A love affair with books? I have more of a marriage, actually. Like all mariages, reading is starting to get on my nerves. After all, I got more books thaan bookshelf space, and that's after giving away a lot of them to friends, family and the local library--who's now hurting for space, and trying to give them back.
You can't just throw books away. They need good homes to go to.
Nothing beats a book a snack and a comfortable couch as the best recreation / entertainment / infotainment / whatevaumaycallit / best way to spend time alone.
Great post.
So many books .... so little time ...
Interesting post about books, I confess that I don't use to read very often, but sometimes i like to read magazines, newspapers etc..
But reading is very important because it develops your vocabulary!!! And im surprised that at the age 9 u found that passion! because usualy children prefer toys! but you were different!
but in these days children prefer pc , videogames than books, unfortunly!
I don't read nearly enough, poss twenty books a year, almost all non fiction.
That the isn't is Fantasy
Oh I can SO relate to this post. I was just talking to my sister today about how reading was like learning to walk for me. I've done it for as long as I can remember. The only gifts my dad bought me were books: Bridge to Terabithia, Taran-Wanderer, Little House On the Prairie, The Hobbit, A Tree Grows in Brooklyn, Narnia. I read them all voraciously. Like you, I've had to or chosen to take breaks when life rudely interuppted. Opening a book now is like coming home for me.

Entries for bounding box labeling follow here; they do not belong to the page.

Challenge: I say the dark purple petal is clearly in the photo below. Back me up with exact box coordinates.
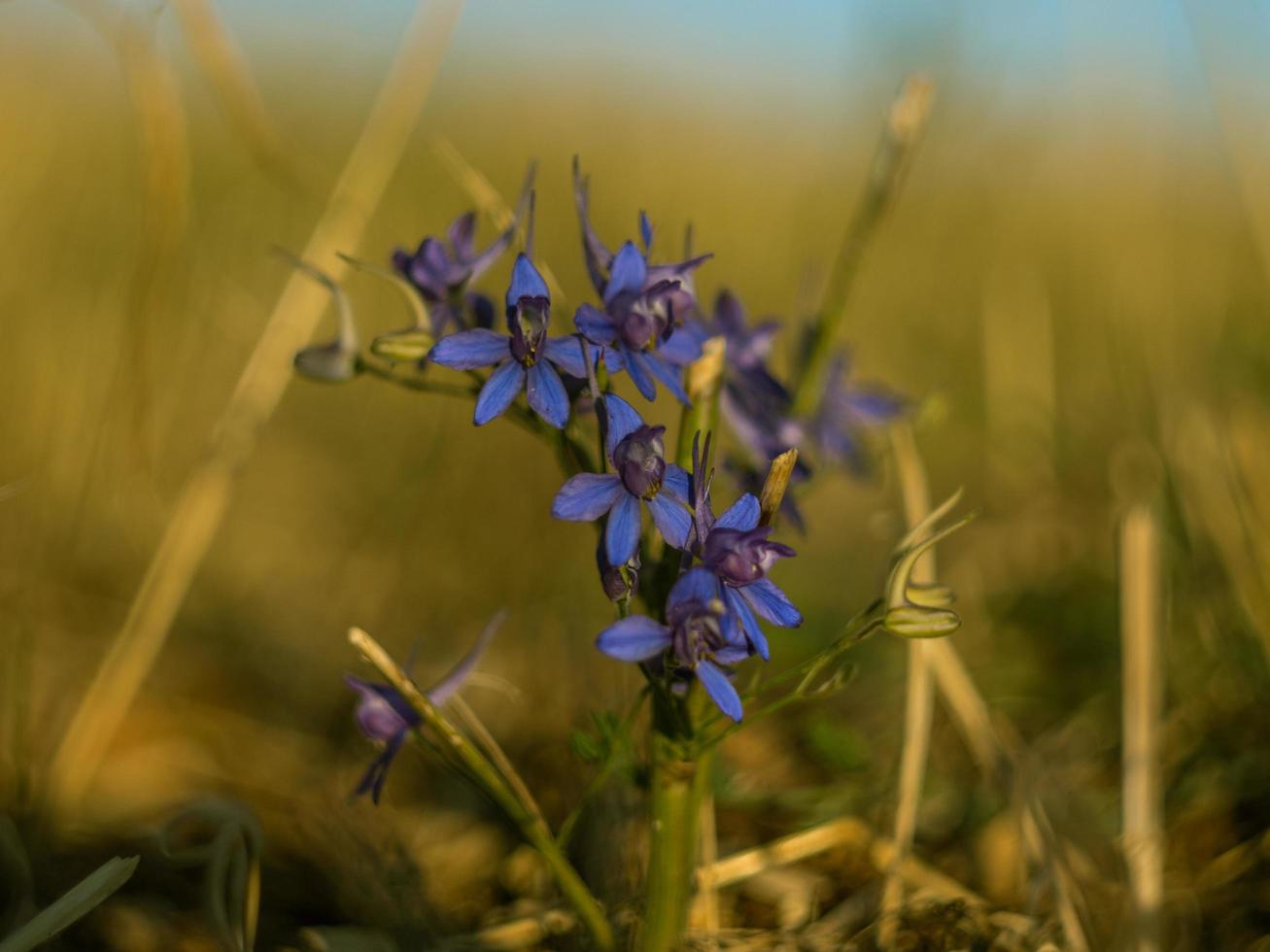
[648,493,692,548]
[429,328,512,371]
[427,612,504,707]
[572,305,617,344]
[596,614,670,662]
[604,241,648,305]
[344,674,418,741]
[542,334,596,380]
[506,253,551,307]
[696,662,741,721]
[666,567,719,608]
[472,360,525,426]
[551,472,626,522]
[526,360,569,430]
[353,733,405,803]
[723,585,771,662]
[714,493,762,531]
[662,463,690,505]
[604,492,642,564]
[740,579,803,629]
[622,348,657,401]
[640,352,692,406]
[604,393,644,457]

I miss Noddy and Brer Rabbit!
agreed. 100%. well said/written.
believe it or not..i started my love affair with books with the sweet valley series too!!

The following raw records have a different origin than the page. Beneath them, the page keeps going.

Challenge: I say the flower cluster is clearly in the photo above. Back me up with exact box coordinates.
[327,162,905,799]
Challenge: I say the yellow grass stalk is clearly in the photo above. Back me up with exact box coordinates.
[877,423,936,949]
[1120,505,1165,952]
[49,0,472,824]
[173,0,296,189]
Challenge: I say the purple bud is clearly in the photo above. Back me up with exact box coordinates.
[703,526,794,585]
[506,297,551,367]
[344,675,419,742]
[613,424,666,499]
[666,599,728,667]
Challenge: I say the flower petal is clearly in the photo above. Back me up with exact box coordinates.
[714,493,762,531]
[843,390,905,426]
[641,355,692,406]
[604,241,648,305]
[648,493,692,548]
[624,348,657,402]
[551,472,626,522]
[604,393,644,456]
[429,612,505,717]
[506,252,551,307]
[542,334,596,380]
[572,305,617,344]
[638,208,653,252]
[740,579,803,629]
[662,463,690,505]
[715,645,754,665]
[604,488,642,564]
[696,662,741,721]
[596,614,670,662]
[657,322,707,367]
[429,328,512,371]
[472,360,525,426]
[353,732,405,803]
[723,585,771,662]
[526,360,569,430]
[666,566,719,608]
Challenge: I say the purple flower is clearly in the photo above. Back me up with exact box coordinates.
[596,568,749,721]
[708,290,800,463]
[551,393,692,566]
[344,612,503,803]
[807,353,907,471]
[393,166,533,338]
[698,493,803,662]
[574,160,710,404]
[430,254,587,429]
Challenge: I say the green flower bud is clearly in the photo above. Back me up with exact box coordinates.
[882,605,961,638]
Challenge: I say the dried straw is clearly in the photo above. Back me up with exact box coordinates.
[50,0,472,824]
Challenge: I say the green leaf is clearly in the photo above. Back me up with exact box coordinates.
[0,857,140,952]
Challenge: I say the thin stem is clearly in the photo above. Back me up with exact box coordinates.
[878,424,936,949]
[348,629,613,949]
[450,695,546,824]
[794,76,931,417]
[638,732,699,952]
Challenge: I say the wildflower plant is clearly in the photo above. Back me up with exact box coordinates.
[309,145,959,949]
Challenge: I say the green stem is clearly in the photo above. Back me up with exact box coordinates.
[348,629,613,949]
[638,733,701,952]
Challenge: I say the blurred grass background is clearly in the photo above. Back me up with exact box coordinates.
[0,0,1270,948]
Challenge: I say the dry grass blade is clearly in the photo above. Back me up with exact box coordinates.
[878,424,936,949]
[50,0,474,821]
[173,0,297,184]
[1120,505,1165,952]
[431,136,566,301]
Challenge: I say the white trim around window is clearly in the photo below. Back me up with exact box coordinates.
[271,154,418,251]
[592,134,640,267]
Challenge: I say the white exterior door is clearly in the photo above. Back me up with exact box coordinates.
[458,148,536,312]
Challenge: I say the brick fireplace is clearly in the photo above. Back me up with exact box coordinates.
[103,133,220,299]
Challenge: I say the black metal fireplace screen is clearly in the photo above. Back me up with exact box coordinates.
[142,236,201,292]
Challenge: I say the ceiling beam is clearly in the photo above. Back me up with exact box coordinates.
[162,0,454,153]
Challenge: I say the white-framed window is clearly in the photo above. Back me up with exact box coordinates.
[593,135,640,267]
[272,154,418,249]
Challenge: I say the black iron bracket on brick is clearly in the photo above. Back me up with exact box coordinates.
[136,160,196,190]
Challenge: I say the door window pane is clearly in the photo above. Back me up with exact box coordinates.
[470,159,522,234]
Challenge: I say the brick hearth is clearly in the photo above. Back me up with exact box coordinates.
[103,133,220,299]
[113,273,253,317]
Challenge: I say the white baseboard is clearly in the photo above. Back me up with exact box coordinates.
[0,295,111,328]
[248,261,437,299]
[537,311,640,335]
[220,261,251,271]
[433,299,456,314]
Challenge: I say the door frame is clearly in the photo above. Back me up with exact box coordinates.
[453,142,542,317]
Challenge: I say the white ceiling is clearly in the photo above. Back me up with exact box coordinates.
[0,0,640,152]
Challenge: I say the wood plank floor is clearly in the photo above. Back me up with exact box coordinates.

i totally relate to what ur talking about (the love-hate relationship with books thing) right now..i'm in an 'off" phase..waiting to get back to them though..the stupid internet seems to be taking over my life!!
I started off the same way.. though,, now its reduced a loooot.. i still buy a loooot of books thinking i will red it sum day,..one think haunts me though,..
my dads sis(may her soul rest in peace) used to read books wen her mom used to slog in the kitchen.. and they refer to it with so much.. insult.. she and her books!! while i used to admire her readin...
sling sent me..ahh, a fellow book lover...if i couldn't read i would die...that simple..
one of my first memories is getting my library card...and i read every thing was reading before i went to school..scared the teachers..when i was 9 i read atlas shrugged..haven't been the same sense...hope you come back soon..i like it here..js
I am a voracious reader - it is just something I can not give up. There is always time to read. My mom could never punish me by sending me to my room as it was not punishment; I would pick up a book and be as happy as could be.
My daughter is getting there - she will read most anything she sees. The one thing she has is her own library. I can't help indulging this. She doesn't often get toys; doesn't often want toys; but if there is a new volume of Magic Tree house or A-Z mysteries... She will want it.